Les chercheurs du CNRS et de l'Université  Paul Sabatier à Toulouse ont travaillé sur la perception visuelle et le décalage entre perception inconsciente et consciente. Ils montrent qu'un décalage d'au moins 1/10e de seconde existe entre un stimulus visuel et sa perception consciente, en plus de temps de latence induit par la seule conduction de l'information jusqu'au cortex visuel. Cette étude est publiée le 15 décembre dans la revue Current biology.

Les chercheurs ont utilisé un phénomène appelé "Motion-induced blindness" que l'on pourrait traduire par "cécité induite par le mouvement". Sur un écran, on fait apparaître un anneau jaune et un arrière-plan constitué d'un motif répétitif (par exemple un quadrillage ou des croix régulièrement espacées) qui tourne sur lui-même. Bien que l'anneau jaune soit toujours présent à l'écran, l'observateur humain a l'impression qu'il disparaît de temps à autre pendant des durées pouvant aller jusqu'à plusieurs secondes. Lorsque cela se produit, on lui demande d'appuyer sur un bouton ; quelques dixièmes de seconde plus tard, un flash de lumière apparaît (sous la forme d'un point jaune au milieu de l'anneau). Ce flash provoque la réapparition de l'anneau à la conscience de l'observateur (phénomène qui était déjà connu des chercheurs).

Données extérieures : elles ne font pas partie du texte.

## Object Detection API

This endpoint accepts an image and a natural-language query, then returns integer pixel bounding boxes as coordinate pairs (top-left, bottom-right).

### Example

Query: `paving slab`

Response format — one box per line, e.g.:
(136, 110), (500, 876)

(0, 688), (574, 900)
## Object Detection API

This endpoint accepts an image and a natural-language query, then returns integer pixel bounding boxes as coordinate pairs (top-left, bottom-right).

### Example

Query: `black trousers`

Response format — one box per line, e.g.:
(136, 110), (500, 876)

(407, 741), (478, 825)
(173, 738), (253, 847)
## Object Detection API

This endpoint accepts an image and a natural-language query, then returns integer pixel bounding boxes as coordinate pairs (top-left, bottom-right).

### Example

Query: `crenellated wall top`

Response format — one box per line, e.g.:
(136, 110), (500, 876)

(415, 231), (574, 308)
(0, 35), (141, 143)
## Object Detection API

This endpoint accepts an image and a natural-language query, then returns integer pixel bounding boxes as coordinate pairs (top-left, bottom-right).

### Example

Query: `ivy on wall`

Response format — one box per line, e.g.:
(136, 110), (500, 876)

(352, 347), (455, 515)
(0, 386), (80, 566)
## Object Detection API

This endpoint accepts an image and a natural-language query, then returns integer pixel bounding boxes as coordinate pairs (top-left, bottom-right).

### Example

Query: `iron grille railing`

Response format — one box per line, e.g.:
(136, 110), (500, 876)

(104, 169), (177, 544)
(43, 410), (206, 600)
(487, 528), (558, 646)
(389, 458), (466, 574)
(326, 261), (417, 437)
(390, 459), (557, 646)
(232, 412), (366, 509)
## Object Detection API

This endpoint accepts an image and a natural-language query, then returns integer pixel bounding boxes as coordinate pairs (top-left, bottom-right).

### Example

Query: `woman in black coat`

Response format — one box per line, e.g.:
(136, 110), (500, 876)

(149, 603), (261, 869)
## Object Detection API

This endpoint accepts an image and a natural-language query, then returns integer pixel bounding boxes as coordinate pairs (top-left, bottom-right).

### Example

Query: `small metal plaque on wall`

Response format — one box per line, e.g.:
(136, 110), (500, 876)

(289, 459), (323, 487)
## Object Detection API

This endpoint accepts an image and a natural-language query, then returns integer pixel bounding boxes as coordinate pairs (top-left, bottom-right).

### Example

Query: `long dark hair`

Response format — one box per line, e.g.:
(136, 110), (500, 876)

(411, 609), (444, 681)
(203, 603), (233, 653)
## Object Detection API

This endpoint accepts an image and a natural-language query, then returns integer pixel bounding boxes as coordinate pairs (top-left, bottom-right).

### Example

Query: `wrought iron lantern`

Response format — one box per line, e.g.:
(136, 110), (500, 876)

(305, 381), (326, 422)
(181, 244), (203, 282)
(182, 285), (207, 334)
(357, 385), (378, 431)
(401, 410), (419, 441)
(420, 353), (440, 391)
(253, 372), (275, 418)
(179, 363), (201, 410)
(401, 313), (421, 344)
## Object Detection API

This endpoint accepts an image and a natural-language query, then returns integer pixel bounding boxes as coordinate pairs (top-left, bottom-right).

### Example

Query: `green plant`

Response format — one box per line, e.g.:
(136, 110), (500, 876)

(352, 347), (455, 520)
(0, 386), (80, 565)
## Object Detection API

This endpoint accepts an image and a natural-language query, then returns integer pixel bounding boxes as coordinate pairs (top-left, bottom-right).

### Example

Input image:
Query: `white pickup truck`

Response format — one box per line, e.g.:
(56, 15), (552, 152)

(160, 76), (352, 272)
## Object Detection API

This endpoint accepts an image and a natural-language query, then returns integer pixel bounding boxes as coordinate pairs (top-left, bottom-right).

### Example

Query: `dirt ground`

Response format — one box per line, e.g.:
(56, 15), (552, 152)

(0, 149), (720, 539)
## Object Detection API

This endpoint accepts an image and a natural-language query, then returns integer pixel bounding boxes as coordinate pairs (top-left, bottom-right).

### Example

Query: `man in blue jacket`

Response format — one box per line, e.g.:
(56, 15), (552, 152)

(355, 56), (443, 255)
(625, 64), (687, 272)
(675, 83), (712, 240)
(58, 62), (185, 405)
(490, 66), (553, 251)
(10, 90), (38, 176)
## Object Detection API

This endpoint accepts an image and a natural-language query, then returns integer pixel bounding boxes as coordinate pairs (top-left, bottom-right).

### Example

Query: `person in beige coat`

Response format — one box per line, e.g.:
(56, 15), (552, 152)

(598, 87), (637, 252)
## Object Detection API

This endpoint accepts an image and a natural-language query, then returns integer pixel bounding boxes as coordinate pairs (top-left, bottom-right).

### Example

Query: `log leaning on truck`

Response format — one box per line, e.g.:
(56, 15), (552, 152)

Rufin VanRullen et ses collègues, du Centre de recherche cerveau et cognition (CNRS/Université Paul Sabatier) à Toulouse, ont montré que l'observateur a pourtant l'impression de voir revenir l'anneau avant l'apparition du flash lumineux: une inversion de la relation causale se produit. Alors que c'est le flash qui provoque la réapparition de l'anneau, l'observateur a l'impression de voir l'anneau avant de voir le flash, avec un décalage d'environ 100 millisecondes. De la même façon que l'on n'explique pas l'illusion de "motion-induced blindness", avec laquelle les chercheurs ont travaillé, cette perception visuelle "en différé" demeure mystérieuse. Mais les chercheurs constatent, de façon contre-intuitive, que la perception consciente du flash de lumière a été retardée. Cette différence montre qu'un délai est nécessaire à l'établissement d'une nouvelle perception consciente, au-delà des latences induites par la seule conduction de l'information jusqu'au cortex visuel.